The justice of the peace is a sort of _mezzo termine_
between the magistrate and the man of the world, between the
civil officer and the judge. A justice of the peace is a
well-informed citizen, though he is not necessarily versed in the
knowledge of the laws. His office simply obliges him to execute
the police regulations of society; a task in which good sense and
integrity are of more avail than legal science. The justice
introduces into the administration a certain taste for
established forms and publicity, which renders him a most
unserviceable instrument of despotism; and, on the other hand, he
is not blinded by those superstitions which render legal officers
unfit members of a government. The Americans have adopted the
system of English justices of the peace, but they have deprived
it of that aristocratic character which is discernible in the
mother-country. The governor of Massachusetts[Footnote:
We shall hereafter learn what a governor is; I shall content
myself with remarking in this place, that he represents the
executive power of the whole state.
] appoints a certain number of justices of the peace in every
county, whose functions last seven years.[Footnote:
See the constitution of Massachusetts, chap, ii., Sec. 1; chap
iii., Sec. 3.
] He farther designates three individuals from among the whole
body of justices, who form in each county what is called the
court of sessions. The justices take a personal share in public
business; they are sometimes intrusted with administrative
functions in conjunction with elected officers;[Footnote: Thus,
for example, a stranger arrives in a township from a country
where a contagious disease prevails, and he falls ill. Two
justices of the peace can, with the assent of the selectmen,
order the sheriff of the county to remove and take care of him.
Act of 22d June, 1797; vol. i., p. 540.
In general the justices interfere in all the important acts of
the administration, and give them a semi-judicial character.
] they sometimes constitute a tribunal, before which the
magistrates summarily prosecute a refractory citizen or the
citizens inform against the abuses of the magistrate. But it is
in the court of sessions that they exercise their most important
functions. This court meets twice a year in the county town; in
Massachusetts it is empowered to enforce the obedience of the
greater number[Footnote:
I say _the greater number_ because certain administrative
misdemeanors are brought before the ordinary tribunals. If, for
instance, a township refuses to make the necessary expenditure
for its schools, or to name a school-committee, it is liable to a
heavy fine. But this penalty is pronounced by the supreme
judicial court or the court of common pleas. See the act of 10th
March, 1827; laws of Massachusetts, vol. iii., p. 190. Or when a
township neglects to provide the necessary war-stores. Act of
21st February, 1822; _Id._ vol. ii., p. 570.
] of public officers.[Footnote:
In their individual capacity, the justices of the peace take a
part in the business of the counties and townships.
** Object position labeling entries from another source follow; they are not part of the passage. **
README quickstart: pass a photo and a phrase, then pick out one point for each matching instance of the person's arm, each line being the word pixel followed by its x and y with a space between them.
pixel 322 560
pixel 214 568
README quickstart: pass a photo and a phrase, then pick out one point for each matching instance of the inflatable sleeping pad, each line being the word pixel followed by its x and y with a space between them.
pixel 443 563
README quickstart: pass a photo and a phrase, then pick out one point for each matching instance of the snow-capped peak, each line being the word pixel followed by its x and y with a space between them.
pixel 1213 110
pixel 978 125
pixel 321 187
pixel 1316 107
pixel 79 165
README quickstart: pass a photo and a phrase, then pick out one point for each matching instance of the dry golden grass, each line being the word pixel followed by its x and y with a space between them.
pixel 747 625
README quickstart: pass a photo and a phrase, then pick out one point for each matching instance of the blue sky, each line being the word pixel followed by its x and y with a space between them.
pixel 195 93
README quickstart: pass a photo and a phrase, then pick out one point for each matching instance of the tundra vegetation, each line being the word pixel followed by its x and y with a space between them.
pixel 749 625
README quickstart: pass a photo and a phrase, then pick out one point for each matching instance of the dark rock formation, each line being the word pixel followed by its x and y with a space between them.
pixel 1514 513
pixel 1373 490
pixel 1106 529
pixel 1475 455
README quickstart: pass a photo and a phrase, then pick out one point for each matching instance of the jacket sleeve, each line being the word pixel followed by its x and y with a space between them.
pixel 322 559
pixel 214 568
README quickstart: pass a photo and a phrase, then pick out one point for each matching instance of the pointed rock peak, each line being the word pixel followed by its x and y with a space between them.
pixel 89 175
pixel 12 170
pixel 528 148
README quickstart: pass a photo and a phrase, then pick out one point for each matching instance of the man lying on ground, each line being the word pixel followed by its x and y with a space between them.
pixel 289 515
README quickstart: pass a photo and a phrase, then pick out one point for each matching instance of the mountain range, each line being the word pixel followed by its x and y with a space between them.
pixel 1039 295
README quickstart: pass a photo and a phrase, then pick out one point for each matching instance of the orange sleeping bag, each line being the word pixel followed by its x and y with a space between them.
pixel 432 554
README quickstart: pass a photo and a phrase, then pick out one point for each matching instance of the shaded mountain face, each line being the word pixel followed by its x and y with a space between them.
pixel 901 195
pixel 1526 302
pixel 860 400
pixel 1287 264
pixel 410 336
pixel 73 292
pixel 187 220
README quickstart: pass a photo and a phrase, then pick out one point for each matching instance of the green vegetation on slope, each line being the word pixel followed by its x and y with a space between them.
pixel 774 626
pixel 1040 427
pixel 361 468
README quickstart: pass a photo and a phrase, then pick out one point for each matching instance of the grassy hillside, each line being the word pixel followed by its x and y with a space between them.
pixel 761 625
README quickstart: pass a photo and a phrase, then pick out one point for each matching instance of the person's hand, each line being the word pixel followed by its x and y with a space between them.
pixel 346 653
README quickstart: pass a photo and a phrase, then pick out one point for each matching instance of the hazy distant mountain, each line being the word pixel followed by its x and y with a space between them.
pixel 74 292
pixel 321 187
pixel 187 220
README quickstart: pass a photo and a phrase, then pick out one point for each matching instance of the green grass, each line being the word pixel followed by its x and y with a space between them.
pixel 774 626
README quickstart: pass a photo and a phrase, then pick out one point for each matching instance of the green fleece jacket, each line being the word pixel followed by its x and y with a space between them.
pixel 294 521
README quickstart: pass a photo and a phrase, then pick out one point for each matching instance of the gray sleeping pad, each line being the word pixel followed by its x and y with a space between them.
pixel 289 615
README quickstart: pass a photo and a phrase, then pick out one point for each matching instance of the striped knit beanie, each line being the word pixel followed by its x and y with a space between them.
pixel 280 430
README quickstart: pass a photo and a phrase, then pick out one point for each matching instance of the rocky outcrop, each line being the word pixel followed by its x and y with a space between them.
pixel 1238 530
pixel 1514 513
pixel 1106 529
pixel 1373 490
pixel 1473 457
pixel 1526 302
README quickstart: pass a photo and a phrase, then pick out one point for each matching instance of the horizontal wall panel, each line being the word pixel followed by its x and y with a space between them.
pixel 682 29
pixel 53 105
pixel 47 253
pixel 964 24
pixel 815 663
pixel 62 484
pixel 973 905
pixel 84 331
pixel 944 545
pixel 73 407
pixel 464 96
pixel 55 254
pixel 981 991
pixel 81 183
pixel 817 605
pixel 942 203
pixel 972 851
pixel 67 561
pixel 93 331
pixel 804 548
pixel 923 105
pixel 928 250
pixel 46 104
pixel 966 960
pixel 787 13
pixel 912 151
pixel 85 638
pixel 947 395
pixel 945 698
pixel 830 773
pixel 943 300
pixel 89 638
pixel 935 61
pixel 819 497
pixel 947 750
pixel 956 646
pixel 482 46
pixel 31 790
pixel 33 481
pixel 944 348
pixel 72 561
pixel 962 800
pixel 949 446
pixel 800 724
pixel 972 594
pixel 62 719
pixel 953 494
The more
important acts of the municipal government are rarely decided
upon without the co-operation of one of their body.
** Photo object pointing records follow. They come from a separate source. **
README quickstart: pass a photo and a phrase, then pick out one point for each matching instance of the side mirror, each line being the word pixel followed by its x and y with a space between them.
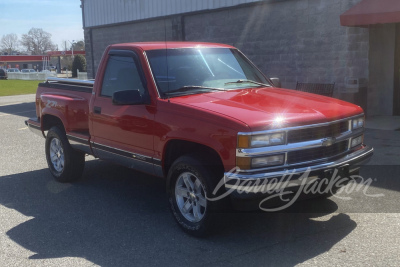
pixel 127 97
pixel 276 82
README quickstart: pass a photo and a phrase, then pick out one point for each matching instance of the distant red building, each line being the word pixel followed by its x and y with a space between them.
pixel 33 62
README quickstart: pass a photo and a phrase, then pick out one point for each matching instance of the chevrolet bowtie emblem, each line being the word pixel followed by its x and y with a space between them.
pixel 328 141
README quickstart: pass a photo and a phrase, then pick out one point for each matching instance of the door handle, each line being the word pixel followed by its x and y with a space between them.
pixel 97 110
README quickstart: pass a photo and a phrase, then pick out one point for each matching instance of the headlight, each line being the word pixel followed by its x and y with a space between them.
pixel 357 141
pixel 358 123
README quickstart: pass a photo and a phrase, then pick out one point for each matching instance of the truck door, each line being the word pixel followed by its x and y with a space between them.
pixel 123 133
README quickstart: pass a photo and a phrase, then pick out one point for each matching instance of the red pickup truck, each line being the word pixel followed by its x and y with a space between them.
pixel 203 117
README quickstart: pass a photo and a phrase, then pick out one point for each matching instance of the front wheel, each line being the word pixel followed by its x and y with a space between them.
pixel 65 163
pixel 190 184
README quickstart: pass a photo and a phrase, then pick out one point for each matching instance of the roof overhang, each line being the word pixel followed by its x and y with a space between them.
pixel 370 12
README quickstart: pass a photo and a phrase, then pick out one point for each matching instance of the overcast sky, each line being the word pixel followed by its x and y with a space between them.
pixel 61 18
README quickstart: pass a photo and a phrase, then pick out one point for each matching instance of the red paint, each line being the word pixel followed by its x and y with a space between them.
pixel 211 119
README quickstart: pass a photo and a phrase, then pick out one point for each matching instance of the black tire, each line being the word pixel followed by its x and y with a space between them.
pixel 73 161
pixel 209 179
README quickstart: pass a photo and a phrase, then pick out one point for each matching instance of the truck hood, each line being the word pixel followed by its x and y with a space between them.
pixel 266 108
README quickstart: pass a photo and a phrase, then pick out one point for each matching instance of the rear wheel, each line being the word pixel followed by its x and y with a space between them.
pixel 65 163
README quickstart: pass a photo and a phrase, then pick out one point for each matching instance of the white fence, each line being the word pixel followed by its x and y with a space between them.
pixel 37 76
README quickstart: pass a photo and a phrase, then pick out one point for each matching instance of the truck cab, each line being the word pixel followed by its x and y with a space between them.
pixel 204 118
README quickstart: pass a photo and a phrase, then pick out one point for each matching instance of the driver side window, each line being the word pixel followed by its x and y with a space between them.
pixel 121 74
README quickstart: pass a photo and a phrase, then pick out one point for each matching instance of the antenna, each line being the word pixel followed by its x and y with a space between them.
pixel 166 56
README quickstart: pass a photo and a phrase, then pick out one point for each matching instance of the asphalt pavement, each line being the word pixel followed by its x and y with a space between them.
pixel 118 217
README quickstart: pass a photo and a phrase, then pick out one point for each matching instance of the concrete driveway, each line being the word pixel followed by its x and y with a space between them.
pixel 118 217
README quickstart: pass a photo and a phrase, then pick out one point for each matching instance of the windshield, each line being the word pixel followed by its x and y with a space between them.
pixel 195 70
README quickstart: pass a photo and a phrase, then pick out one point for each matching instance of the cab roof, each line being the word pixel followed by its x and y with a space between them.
pixel 170 45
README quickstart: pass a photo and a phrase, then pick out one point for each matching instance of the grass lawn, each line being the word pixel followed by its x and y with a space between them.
pixel 17 87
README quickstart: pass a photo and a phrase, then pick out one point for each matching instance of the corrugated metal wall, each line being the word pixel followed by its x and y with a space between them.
pixel 101 12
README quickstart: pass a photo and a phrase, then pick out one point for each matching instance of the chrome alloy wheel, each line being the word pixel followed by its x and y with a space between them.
pixel 190 197
pixel 57 154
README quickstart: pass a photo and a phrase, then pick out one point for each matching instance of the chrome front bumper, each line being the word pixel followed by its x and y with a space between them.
pixel 353 160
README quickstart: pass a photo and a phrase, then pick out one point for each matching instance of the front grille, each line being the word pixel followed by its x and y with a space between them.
pixel 316 153
pixel 315 133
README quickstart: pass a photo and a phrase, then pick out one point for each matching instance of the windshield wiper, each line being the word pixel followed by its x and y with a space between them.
pixel 191 87
pixel 248 81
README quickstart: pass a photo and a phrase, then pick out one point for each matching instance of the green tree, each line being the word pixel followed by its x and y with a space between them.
pixel 37 41
pixel 78 64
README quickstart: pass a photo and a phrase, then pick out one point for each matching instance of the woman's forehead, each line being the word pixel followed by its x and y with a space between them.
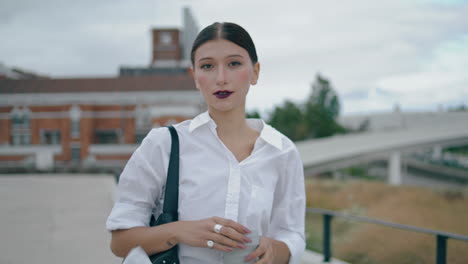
pixel 219 48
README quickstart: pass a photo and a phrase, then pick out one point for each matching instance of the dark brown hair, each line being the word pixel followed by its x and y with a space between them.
pixel 228 31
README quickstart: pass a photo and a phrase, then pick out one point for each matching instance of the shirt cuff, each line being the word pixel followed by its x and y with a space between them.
pixel 137 256
pixel 125 216
pixel 295 244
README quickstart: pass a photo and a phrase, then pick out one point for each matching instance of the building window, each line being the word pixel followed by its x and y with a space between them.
pixel 139 136
pixel 75 128
pixel 50 137
pixel 106 136
pixel 75 117
pixel 76 153
pixel 20 131
pixel 165 38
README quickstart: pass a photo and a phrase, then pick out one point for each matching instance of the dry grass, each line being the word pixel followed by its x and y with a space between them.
pixel 368 243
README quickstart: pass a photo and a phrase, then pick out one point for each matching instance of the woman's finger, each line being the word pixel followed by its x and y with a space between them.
pixel 221 247
pixel 227 241
pixel 258 252
pixel 233 234
pixel 233 224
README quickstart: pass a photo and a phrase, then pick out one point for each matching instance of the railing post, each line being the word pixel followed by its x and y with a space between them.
pixel 441 257
pixel 327 237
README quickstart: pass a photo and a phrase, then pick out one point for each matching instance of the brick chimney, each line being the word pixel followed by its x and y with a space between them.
pixel 166 46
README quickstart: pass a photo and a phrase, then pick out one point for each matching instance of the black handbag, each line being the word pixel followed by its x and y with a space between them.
pixel 171 202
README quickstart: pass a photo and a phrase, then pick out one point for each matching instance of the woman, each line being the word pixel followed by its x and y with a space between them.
pixel 237 175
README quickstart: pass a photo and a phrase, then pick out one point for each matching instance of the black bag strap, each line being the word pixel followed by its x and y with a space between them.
pixel 171 195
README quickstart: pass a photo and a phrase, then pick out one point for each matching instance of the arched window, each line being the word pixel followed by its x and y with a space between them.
pixel 20 130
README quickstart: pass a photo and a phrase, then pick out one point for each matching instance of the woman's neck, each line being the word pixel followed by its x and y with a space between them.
pixel 230 124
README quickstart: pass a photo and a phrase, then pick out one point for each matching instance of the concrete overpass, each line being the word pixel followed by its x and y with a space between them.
pixel 329 154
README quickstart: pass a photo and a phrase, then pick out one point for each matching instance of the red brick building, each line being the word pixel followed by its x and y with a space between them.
pixel 96 123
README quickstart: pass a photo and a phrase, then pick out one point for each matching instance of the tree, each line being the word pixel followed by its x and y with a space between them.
pixel 289 120
pixel 322 109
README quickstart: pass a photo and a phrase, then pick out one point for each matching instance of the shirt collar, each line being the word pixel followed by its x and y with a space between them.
pixel 267 133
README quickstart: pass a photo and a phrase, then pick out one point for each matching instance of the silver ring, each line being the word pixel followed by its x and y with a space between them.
pixel 210 243
pixel 217 228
] It must be observed that in the state of Massachusetts the
court of sessions is at the same time an administrative body,
properly so called, and a political tribunal. It has been
asserted that the county is a purely administrative division.
The court of sessions presides over that small number of affairs
which, as they concern several townships, or all the townships of
the county in common, cannot be intrusted to any of them in
particular.[Footnote:
These affairs may be brought under the following heads: 1. The
erection of prisons and courts of justice. 2. The county budget,
which is afterward voted by the state. 3. The assessment of the
taxes so voted. 4. Grants of certain patents. 5. The laying
down and repairs of the county roads.
] In all that concerns county business, the duties of the court
of sessions are therefore purely administrative; and if in its
investigations it occasionally borrows the forms of judicial
procedure, it is only with a view to its own information,
[Footnote:
Thus, when a road is under consideration, almost all difficulties
are disposed of by the aid of the jury.
] or as a guarantee to the community over which it presides. But
when the administration of the township is brought before it, it
almost always acts as a judicial body, and in some few cases as
an administrative assembly.
The first difficulty is to procure the obedience of an authority
so entirely independent of the general laws of the state as the
township is. We have stated that assessors are annually named by
the town meetings, to levy the taxes. If a township attempts to
evade the payment of the taxes by neglecting to name its
assessors, the court of sessions condemns it to a heavy
penalty.[Footnote:
See the act of the 20th February, 1786; laws of Massachusetts,
vol. i., p. 217.
] The fine is levied on each of the inhabitants; and the sheriff
of the county, who is an officer of justice, executes the
mandate. Thus it is that in the United States the authority of
the government is mysteriously concealed under the forms of a
judicial sentence; and the influence is at the same time
fortified by that irresistible power with which men have invested
the formalities of law.
These proceedings are easy to follow, and to understand. The
demands made upon a township are in general plain and accurately
defined; they consist in a simple fact without any complication,
or in a principle without its application in detail.[Footnote:
There is an indirect method of enforcing the obedience of a
township. Suppose that the funds which the law demands for the
maintenance of the roads have not been voted; the town-surveyor
is then authorized, _ex-officio_, to levy the supplies. As
he is personally responsible to private individuals for the state
of the roads, and indictable before the court of sessions, he is
sure to employ the extraordinary right which the law gives him
against the township. Thus by threatening the officer, the court
of sessions exacts compliance from the town. See the act of 5th
March, 1787; laws of Massachusetts, vol. i., p. 305.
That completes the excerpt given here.